Veteran players begin each round deciding how they will advance the cause of their side. Some players will choose to focus on conventional battle and gaining land, others on performing offensive intelligence operations on the enemy, and others will develop and fire rockets or nuclear missiles. Once a player has decided on a particular objective, he will choose how to develop his territory in a way to maximize his ability to achieve that objective. Since his two fundamental resources(land and turn) are finite, he chooses what mix of laws, techs, weapons production, platoon training, and agent training best positions him to do what he set out to do.

A player that wants to be the first nuclear power needs to focus above all on researching with the maximum number of scientists. Questions he faces are whether or not he should take time out to pass laws such as "Education Bill" and "Zoning Permits" which helps him get more scientists and faster but which slows down his efforts to get into research at the earliest possible time. Does he spend turns attacking to get more land, expending turns and tying up some of his land because he needed boot camps or comm zones to train or finance his attacking force?

Or perhaps our player is more interested in firing many nukes, and doesn't particularly care about being one of the first. He might not focus at all on research and instead concentrate for the first thousand turns on producing weapons, gathering land, and getting into a position where he has so much land it's very little trouble for him to amass a number of scientists perhaps double that any player could get in his first 400 turns, and thus blaze through research and become nuke capable while sitting on a vast stockpile of weapons he produced in his first 1000 turns and that when sold will provide him the cash to produce a half dozen nuclear bombs.

Nearly everything in War2 is a trade-off, but it's not always a zero sum game. Some strategies turn out better than others in many or all situations. Knowing which strategies work in which situations and knowing which ones will never work is the hallmark of a good player. It is also vital if you want to be able to understand what an enemy player is doing when all you have is the snapshot given by an intel report.

Side Strategy


That no man is an island unto himself applies as surely to War2 as it does to reality. It does no good for every Ally or Axis player to focus on getting nukes as fast as possible if the other side simply uses their doughy, scientist filled territories as landfarms and stepping stones to an easy, early victory.

In general, there are two types of wins. Early wins and late wins. For the most part "early wins" are wins that happen before the losing side has their nuclear force decisively beaten, and late wins are when one nuclear force has crushed or even annihilated their counterparts and then turned their sights on the enemy ranking force, clearing the way for a final top 25 consolidation by their side.
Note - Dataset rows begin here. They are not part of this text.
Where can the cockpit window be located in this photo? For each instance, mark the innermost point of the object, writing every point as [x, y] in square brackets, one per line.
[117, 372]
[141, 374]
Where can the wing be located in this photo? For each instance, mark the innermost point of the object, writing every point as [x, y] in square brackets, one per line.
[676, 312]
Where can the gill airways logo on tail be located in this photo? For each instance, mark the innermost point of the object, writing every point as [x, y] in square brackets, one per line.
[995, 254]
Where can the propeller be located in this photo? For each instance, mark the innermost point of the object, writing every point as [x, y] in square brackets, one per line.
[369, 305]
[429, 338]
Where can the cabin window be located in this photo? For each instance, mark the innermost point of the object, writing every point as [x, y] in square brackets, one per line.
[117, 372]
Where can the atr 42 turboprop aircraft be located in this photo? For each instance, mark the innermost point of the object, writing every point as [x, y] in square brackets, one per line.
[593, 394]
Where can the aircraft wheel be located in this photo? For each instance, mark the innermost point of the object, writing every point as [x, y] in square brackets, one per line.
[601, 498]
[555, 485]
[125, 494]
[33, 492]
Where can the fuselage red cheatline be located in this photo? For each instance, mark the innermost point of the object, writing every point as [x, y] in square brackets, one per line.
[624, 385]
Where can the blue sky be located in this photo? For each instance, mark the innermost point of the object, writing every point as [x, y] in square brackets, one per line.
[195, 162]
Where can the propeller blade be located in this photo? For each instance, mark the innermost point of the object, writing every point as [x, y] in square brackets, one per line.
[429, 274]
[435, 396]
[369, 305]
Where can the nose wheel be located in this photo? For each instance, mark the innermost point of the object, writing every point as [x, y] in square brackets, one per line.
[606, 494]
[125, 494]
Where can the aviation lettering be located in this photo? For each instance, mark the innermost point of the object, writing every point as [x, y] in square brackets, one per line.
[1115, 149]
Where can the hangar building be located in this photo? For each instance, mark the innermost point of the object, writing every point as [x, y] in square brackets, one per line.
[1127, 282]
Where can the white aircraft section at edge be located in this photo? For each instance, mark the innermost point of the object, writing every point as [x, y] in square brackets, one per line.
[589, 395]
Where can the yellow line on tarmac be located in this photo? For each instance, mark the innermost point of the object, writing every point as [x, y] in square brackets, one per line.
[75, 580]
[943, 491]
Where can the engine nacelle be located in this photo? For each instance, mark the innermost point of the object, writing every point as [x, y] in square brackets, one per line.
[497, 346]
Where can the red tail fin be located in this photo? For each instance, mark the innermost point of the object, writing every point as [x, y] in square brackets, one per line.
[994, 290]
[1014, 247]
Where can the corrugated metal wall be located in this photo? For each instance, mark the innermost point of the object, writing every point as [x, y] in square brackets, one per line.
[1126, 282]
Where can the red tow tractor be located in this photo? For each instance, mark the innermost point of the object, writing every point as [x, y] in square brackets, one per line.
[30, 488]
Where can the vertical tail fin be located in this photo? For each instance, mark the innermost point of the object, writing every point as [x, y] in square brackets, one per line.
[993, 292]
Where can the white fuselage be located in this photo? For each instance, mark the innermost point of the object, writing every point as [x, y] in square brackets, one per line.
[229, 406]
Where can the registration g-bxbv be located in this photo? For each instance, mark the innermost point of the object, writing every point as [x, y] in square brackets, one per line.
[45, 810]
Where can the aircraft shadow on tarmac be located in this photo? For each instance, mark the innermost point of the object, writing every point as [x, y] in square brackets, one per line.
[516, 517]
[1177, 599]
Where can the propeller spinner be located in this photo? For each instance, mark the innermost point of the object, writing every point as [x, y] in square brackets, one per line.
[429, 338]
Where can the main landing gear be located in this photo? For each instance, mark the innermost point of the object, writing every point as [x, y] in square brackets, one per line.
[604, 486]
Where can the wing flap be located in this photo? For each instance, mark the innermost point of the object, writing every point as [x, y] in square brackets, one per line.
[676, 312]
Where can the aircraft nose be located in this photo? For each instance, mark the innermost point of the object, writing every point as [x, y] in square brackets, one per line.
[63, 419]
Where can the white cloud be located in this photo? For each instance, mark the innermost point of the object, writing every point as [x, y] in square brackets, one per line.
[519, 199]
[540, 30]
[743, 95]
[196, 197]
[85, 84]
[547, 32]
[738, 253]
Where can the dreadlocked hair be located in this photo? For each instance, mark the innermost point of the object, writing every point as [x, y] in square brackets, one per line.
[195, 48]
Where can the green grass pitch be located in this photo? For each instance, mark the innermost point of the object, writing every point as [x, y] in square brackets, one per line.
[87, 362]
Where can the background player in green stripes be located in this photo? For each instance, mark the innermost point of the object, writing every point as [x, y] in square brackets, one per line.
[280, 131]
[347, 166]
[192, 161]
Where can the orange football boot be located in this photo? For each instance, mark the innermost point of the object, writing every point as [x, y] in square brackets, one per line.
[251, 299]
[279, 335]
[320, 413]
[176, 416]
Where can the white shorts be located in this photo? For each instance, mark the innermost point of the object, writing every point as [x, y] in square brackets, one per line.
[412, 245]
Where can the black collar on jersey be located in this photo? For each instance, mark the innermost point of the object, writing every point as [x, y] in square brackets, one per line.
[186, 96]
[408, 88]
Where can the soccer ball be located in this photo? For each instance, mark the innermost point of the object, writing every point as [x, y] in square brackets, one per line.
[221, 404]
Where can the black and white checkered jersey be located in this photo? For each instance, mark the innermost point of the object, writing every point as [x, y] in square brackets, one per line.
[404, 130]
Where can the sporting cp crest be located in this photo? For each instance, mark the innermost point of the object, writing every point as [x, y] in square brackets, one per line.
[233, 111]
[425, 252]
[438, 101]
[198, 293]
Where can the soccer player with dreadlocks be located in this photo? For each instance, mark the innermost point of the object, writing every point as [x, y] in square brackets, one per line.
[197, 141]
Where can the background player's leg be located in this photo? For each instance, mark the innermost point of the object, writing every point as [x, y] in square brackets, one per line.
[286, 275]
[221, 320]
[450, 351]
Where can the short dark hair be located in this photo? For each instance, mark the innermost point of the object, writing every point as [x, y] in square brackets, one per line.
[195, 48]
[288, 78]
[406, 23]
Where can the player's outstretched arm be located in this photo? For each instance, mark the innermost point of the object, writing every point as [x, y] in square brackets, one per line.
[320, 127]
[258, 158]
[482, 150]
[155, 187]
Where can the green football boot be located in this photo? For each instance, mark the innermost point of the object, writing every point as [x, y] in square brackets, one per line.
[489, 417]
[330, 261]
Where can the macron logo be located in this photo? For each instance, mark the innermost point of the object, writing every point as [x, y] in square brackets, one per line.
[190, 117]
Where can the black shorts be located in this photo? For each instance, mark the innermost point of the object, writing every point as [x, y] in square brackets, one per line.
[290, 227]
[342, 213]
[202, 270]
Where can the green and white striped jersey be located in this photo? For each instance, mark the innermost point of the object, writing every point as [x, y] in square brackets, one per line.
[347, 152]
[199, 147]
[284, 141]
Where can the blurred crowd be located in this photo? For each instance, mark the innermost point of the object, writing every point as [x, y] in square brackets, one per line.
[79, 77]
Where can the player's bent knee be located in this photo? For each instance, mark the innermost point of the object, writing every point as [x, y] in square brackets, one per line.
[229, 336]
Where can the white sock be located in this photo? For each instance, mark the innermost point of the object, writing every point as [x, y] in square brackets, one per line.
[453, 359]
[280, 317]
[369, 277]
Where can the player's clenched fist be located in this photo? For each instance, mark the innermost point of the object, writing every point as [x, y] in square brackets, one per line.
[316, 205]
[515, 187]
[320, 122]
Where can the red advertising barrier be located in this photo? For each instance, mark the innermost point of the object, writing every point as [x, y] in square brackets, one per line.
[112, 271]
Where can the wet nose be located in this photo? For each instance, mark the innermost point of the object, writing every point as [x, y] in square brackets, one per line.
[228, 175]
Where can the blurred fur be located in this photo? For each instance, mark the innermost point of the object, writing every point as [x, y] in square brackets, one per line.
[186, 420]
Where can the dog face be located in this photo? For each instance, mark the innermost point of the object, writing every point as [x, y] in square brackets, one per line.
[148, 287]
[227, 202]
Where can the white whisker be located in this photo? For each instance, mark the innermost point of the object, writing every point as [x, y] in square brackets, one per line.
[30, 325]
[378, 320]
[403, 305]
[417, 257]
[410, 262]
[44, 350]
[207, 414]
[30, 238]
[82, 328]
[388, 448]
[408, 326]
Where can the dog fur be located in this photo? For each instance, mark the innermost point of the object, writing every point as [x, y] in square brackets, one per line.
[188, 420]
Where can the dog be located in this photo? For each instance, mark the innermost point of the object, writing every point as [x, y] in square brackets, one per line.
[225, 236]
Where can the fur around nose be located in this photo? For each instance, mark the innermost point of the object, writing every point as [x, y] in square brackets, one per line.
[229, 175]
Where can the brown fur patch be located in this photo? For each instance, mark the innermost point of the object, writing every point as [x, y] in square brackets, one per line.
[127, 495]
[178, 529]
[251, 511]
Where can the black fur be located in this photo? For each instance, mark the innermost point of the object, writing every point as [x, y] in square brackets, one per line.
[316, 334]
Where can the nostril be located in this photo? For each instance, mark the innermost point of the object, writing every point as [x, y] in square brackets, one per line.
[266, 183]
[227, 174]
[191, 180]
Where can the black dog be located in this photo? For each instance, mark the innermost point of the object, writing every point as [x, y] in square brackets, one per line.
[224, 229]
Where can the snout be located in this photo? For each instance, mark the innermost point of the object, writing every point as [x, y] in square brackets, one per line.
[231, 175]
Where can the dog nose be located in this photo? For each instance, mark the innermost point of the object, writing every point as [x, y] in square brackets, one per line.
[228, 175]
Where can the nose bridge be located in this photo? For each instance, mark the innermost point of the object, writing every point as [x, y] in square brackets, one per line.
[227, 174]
An extreme and recent example of an early win would be AoF 23, where there was only a single nuke fired due to an overwhelming Allied ranking force sweeping aside the Axis in the top 25. An extreme example of a late win is AoF 22, where the round went 4000 turns and saw the Axis rank force dominant for the first 3000 or more turns, until slowly but surely reduced by the Allied nuclear force which had emerged triumphant after a protracted nuclear war.